Мой отец, периодически страдающий расстройством, которое сегодня называют клинической депрессией, – из-за этого он был совершенно не способен ни к какой профессиональной деятельности, хотя окончил с отличием богословский факультет Гарварда, – иногда, чтобы развеять уныние, позволял мне рассматривать экспонаты в Кабинете редкостей. Когда очередной период депрессии сменялся светлым промежутком, отец брался за составление каталога – правда, без особого успеха, поскольку никак не мог решить, какой же принцип взять за основу (самым простым решением был бы хронологический принцип – по времени изготовления или приобретения, – но простота отца не прельщала). «Смотри, Морти, – говорил он, приводя меня в кабинет. – Вот, малыш, история, которую можно подержать в руках». Особенно очаровало меня собрание портретных зарисовок и фотографий знаменитых деятелей XIX века с их автографами: рисунки Ричмонда и Уоттса, фотографии, выполненные Джулией Маргарет Камерон. Снимки и рисунки были получены в подарок, а некоторые выпрошены моей прабабкой, Присциллой Пени Собрайл.
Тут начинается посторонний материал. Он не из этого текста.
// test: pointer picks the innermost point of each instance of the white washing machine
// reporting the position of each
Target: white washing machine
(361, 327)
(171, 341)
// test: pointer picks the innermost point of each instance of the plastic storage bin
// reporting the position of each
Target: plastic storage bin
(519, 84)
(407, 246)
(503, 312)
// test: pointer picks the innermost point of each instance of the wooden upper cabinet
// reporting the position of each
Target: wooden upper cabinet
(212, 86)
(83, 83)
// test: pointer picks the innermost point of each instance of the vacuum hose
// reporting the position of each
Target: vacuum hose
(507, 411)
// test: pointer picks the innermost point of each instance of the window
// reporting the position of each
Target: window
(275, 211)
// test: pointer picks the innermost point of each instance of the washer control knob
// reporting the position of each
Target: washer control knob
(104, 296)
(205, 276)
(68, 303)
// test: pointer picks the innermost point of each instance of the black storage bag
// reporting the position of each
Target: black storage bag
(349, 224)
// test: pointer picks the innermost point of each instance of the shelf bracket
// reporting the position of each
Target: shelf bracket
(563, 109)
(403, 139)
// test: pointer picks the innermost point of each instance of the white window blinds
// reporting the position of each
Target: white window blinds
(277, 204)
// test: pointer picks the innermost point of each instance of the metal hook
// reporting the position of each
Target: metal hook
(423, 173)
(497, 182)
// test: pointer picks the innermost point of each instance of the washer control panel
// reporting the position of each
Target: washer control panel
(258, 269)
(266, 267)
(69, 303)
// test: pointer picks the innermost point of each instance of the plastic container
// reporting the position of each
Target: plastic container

Эти великолепные работы (я уверен, что подобной коллекции нет больше нигде в мире) легли в основу портретного фонда Стэнтовского собрания при Университете Роберта Дэйла Оуэна: возглавлять это собрание выпала честь мне. В детстве я не переставал любоваться этими чинными лицами, силой воображения вызывая на них ласковую улыбку. Я был зачарован глыбистыми чертами Карлейля, пленён прелестным обликом Элизабет Гаскелл, я благоговел перед величественной, глубокой задумчивостью Джордж Элиот и проникался неземной одухотворённостью Эмерсона. Я был болезненным ребёнком и начатки образования получил дома. Первой моей учительницей стала гувернантка, милая моя Нинни, которую сменил выпускник Гарварда – отца уверяли, что он талантливый поэт, и занятия со мной должны были обеспечить ему надёжный заработок, благодаря которому он сможет написать нечто великое. Его звали Холлингдейл, Артур Холлингдейл. Уже в моих детских сочинениях ему увиделся литературный дар, и он попытался направить меня на эту стезю. Он прививал мне интерес к современной литературе (особенно, помнится, он увлекался Эзрой Паундом), но мои вкусы и склонности уже сформировались: я был устремлён в прошлое. Ничего великого Холлингдейл, кажется, так и не написал. Наша пустынная глухомань пришлась ему не по вкусу, он, как и подобает поэту, пристрастился к текиле и в конце концов оставил наш дом, причём ни мы, ни он об этом не сожалели.
39
Тот – в египетской мифологии бог мудрости, счёта и письма. В герметической традиции отождествлялся с Гермесом.